Decisão Texto Integral:               Nestes autos de expropriação, foi proferida sentença julgando parcialmente procedente o recurso interposto pelo expropriado e, em consequência, fixando em 6.303,55€ a indemnização devida pela expropriante ao expropriado, quantia a actualizar desde o dia 14/12/2005 até à data do trânsito da presente decisão, de acordo com os índices de preço no consumidor.   

              A expropriante recorre desta sentença, com base em duas “ra-zões de discordância […]
         - a actualização deve ser feita, não a partir da data da declara-ção de utilidade pública (14/12/2005), mas a partir da data da sua publicação (13/1/2006);
         - a actualização só deve incidir sobre o valor total fixado pelo tribunal (6.303,55€) até à data em que foi colocada à disposição do expropriado a quantia sobre a qual se verificou acordo das partes; a partir dessa data, e até ao trânsito em julgado da sentença, só sobre a diferença entre esses valores é que deve ser feita a actualização.”

              Não se transcrevem as conclusões, por estas sintetizarem devida-mente a fundamentação do recurso, e porque esta fundamentação, também sintética, será quase que integralmente transcrita abaixo, servindo, no essencial, de fundamentação desta decisão sumária, por corresponder a um entendimento jurisprudencial praticamente unânime, na sequência do acórdão de fixação de jurisprudência também citado no recurso.

              O expropriado não contra-alegou.

              São, pois, aquelas, as duas questões a resolver.
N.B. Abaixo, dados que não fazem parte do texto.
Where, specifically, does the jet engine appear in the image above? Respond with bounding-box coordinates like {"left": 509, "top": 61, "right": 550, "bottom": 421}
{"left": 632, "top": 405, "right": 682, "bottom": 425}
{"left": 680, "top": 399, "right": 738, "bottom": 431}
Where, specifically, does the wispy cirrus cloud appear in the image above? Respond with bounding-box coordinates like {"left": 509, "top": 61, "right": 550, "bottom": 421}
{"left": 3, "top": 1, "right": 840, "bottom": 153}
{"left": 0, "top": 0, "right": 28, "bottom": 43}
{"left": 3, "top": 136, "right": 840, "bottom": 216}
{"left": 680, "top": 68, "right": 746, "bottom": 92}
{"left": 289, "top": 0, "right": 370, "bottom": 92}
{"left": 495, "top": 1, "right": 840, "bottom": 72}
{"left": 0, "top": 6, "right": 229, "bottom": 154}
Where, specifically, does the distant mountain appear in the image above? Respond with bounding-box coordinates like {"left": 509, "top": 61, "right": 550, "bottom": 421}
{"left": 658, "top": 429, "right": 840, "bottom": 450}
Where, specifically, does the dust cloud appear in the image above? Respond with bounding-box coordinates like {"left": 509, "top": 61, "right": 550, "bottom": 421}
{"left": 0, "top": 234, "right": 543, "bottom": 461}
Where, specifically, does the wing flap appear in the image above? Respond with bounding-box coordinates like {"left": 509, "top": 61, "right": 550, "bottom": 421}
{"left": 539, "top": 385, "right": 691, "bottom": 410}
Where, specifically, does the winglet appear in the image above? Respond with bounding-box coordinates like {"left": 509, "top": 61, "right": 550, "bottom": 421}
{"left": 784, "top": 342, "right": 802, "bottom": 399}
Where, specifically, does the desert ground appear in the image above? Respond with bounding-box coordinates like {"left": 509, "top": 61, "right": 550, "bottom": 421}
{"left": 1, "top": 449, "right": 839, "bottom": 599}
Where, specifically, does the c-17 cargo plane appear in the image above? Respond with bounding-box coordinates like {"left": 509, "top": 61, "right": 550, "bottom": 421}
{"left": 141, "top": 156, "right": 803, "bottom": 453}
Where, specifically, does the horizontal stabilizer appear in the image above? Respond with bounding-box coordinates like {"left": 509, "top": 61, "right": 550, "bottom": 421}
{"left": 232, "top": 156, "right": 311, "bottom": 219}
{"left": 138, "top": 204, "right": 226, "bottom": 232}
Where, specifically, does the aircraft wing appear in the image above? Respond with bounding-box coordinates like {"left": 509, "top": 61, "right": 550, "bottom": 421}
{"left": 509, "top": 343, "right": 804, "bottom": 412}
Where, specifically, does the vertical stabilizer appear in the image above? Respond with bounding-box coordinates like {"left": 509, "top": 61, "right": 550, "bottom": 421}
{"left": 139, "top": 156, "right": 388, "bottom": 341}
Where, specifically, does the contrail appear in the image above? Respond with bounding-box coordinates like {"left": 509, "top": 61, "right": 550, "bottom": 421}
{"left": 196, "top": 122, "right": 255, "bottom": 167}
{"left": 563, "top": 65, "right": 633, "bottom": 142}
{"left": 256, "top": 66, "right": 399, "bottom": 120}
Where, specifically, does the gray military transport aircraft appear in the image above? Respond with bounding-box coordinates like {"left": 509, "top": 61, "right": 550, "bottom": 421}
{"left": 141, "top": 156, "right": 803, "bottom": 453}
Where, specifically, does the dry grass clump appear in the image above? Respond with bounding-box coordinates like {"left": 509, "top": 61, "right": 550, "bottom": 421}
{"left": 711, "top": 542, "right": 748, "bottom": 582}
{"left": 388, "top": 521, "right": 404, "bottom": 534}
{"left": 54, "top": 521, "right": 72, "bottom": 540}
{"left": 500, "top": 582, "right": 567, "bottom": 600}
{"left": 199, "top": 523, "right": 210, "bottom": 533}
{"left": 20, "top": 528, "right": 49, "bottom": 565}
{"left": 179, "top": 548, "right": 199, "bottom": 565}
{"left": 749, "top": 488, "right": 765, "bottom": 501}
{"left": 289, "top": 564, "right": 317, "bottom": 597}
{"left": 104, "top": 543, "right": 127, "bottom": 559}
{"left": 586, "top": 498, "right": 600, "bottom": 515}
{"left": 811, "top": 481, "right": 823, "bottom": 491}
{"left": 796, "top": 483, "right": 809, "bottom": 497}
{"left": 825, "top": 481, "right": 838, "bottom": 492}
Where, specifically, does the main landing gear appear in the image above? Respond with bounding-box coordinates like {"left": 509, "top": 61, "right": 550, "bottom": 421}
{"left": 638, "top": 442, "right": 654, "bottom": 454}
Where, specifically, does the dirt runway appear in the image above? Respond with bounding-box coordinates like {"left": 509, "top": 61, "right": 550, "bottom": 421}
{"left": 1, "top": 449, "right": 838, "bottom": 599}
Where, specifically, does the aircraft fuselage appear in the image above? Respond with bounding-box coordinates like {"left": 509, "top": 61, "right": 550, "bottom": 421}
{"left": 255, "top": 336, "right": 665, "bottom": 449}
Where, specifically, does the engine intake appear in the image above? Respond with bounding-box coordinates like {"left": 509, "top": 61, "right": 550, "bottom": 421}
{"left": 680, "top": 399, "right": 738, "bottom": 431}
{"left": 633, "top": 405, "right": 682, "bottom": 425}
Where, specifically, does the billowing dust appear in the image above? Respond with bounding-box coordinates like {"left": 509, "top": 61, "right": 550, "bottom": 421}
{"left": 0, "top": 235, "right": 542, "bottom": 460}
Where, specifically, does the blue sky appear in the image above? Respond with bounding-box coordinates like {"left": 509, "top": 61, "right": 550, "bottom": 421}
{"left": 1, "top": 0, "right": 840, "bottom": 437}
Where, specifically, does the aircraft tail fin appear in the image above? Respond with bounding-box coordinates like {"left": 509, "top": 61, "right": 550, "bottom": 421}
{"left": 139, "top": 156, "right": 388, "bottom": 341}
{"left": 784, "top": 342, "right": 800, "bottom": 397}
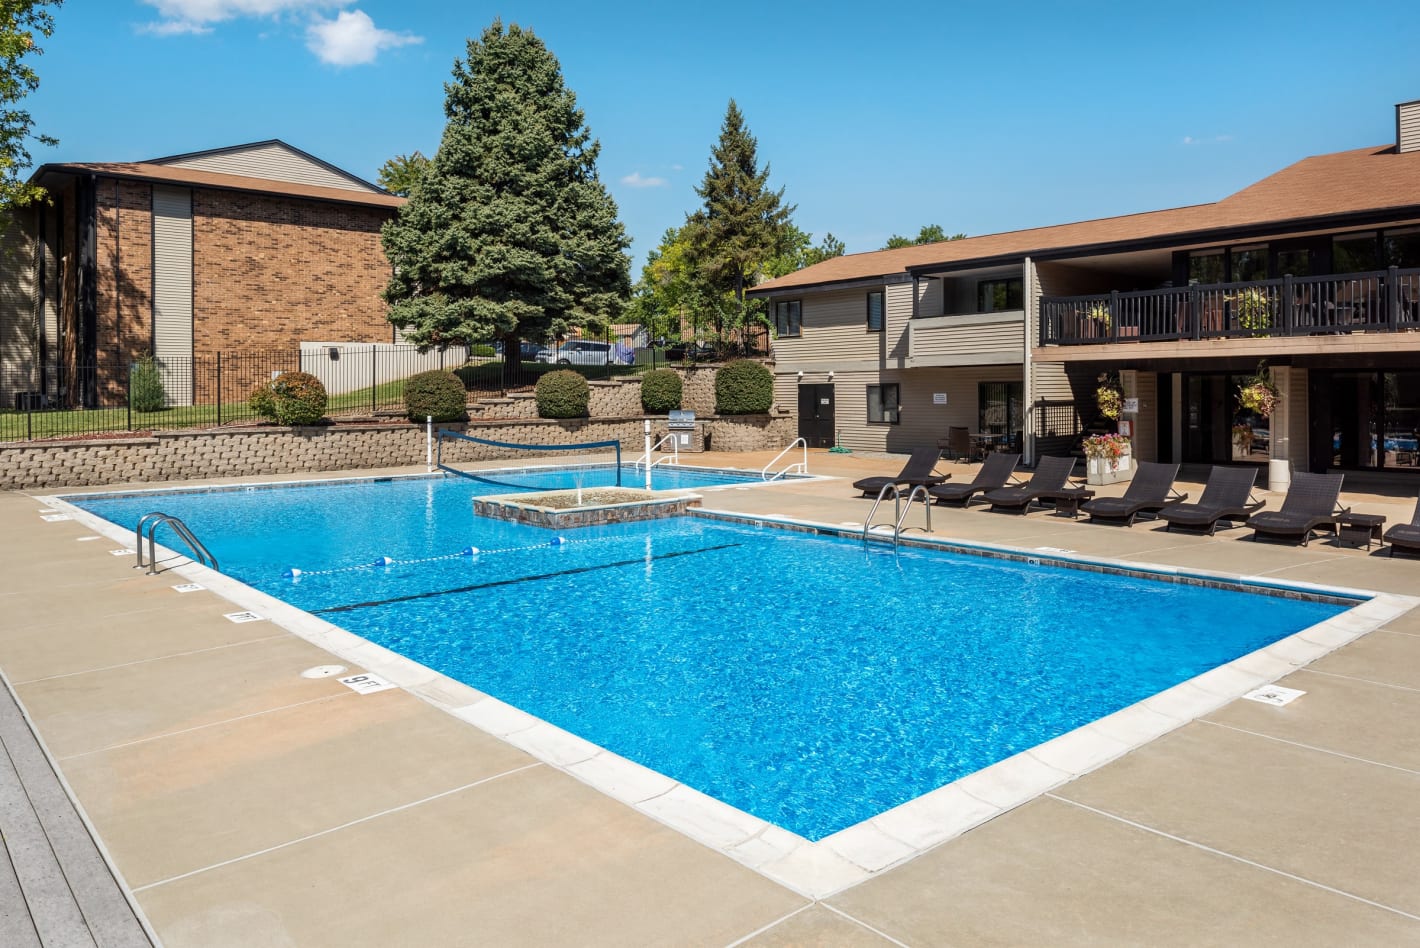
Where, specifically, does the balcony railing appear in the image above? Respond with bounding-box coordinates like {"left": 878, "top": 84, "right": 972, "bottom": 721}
{"left": 1040, "top": 266, "right": 1420, "bottom": 346}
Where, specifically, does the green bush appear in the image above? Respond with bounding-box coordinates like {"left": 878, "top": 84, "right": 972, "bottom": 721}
{"left": 404, "top": 369, "right": 468, "bottom": 422}
{"left": 130, "top": 355, "right": 166, "bottom": 413}
{"left": 715, "top": 359, "right": 773, "bottom": 415}
{"left": 249, "top": 371, "right": 328, "bottom": 426}
{"left": 640, "top": 369, "right": 682, "bottom": 413}
{"left": 469, "top": 344, "right": 497, "bottom": 358}
{"left": 535, "top": 369, "right": 590, "bottom": 419}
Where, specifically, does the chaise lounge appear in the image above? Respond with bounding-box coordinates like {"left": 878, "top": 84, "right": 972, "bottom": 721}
{"left": 852, "top": 445, "right": 950, "bottom": 497}
{"left": 928, "top": 452, "right": 1021, "bottom": 507}
{"left": 1384, "top": 492, "right": 1420, "bottom": 556}
{"left": 1080, "top": 461, "right": 1188, "bottom": 527}
{"left": 980, "top": 455, "right": 1079, "bottom": 514}
{"left": 1159, "top": 466, "right": 1265, "bottom": 535}
{"left": 1246, "top": 471, "right": 1346, "bottom": 546}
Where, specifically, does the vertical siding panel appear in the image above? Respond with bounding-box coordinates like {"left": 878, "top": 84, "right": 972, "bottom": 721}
{"left": 151, "top": 186, "right": 193, "bottom": 393}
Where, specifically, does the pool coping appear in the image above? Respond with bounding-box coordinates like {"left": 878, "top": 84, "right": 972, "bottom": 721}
{"left": 39, "top": 479, "right": 1420, "bottom": 901}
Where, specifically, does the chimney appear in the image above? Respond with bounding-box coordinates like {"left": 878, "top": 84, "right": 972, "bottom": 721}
{"left": 1399, "top": 99, "right": 1420, "bottom": 153}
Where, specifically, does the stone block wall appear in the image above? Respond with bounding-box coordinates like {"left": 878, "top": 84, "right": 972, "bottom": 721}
{"left": 2, "top": 413, "right": 792, "bottom": 490}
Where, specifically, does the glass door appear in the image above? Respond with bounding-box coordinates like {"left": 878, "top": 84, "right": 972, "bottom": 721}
{"left": 977, "top": 381, "right": 1023, "bottom": 452}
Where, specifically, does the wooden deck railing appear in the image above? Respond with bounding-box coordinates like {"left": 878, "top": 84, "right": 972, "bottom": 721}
{"left": 1040, "top": 267, "right": 1420, "bottom": 346}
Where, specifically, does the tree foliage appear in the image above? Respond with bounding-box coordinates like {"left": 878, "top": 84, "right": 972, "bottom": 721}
{"left": 381, "top": 20, "right": 631, "bottom": 374}
{"left": 682, "top": 99, "right": 794, "bottom": 334}
{"left": 764, "top": 224, "right": 844, "bottom": 279}
{"left": 377, "top": 151, "right": 430, "bottom": 197}
{"left": 0, "top": 0, "right": 60, "bottom": 212}
{"left": 883, "top": 224, "right": 966, "bottom": 249}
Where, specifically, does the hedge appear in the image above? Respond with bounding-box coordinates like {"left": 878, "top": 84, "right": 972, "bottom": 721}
{"left": 249, "top": 371, "right": 328, "bottom": 426}
{"left": 639, "top": 369, "right": 682, "bottom": 413}
{"left": 404, "top": 369, "right": 468, "bottom": 422}
{"left": 535, "top": 369, "right": 590, "bottom": 418}
{"left": 715, "top": 359, "right": 773, "bottom": 415}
                                                                 *


Quanto à 1ª questão

              Diz a expropriante:
         “De acordo com o n.º 1 art. 24.º do Código das Expropria-ções, “O montante da indemnização calcula-se com referência à data da DUP, sendo actualizado à data…”.
         No entanto, a interpretação “não deve cingir-se à letra da lei, mas reconstituir a partir dos textos o pensamento legislativo, tendo sobretudo em conta a unidade do sistema jurídico…” (art. 9º, nº 1, do Código Civil).
         Por força de interpretação sistemática, onde naquele preceito se diz “data da DUP”, deve ler-se “data da publicação da DUP”.
         É que a data relevante, para efeitos de avaliação do bem expropriado, é a data da publicação da DUP, de acordo com o disposto no nº 1 do art. 23.º do CE: “A justa indemnização não visa compensar o benefício alcançado pela entidade expropriante, mas ressarcir o prejuízo que para o expropriado advém da expropriação, correspondente ao valor real e corrente do bem de acordo com o seu destino efectivo ou possível numa utilização económica normal, à data da publicação da DUP, tendo em consideração as circunstâncias e condições de facto existentes naquela data”.
         A necessária harmonização do disposto naquele art. 24.º/1 com o que dispõe este art. 23º/1 implica que o primeiro seja interpretado no sentido de se referir à data da publicação da DUP.
         No mesmo sentido, veja-se, a título de exemplo, Alípio Guedes, Valorização de bens expropriados, 2ª ed., 2001, p. 82; Pedro Elias da Costa, Guia das expropriações por utilidade pública, Coimbra, 2003, p. 262; Pedro Cansado Paes, Ana Isabel Pacheco e Luís Alvarez Barbosa, Código das Expropriações, 2ª ed., 2003, p. 159; e Perestrelo de Oliveira, Código das Expropriações anotado, 2ª ed., 2000, p. 95.
         De resto, foi esta a doutrina consagrada no AFJ 7/2001, publicado no DR n.º 248, de 25/10/2001:
         “Fixa-se a seguinte jurisprudência: (…) ii) …há lugar à actualização, desde a data da publicação da DUP…”.
         Por fim, refira-se que o valor fixado na sentença recorrida corresponde àquele que os peritos apuraram na diligência de avaliação realizada, sendo que no relatório pericial foi expressamente referido que esse valor era reportado à data de 13/1/2006 (isto é, à data da publicação da DUP).
         Assim, no caso dos autos, a actualização deve ter lugar, não desde 14/12/2005 (como se decidiu na sentença recorrida), mas sim desde a data da sua publicação (13/1/2006), nessa parte devendo, pois, ser modificada a decisão recorrida.”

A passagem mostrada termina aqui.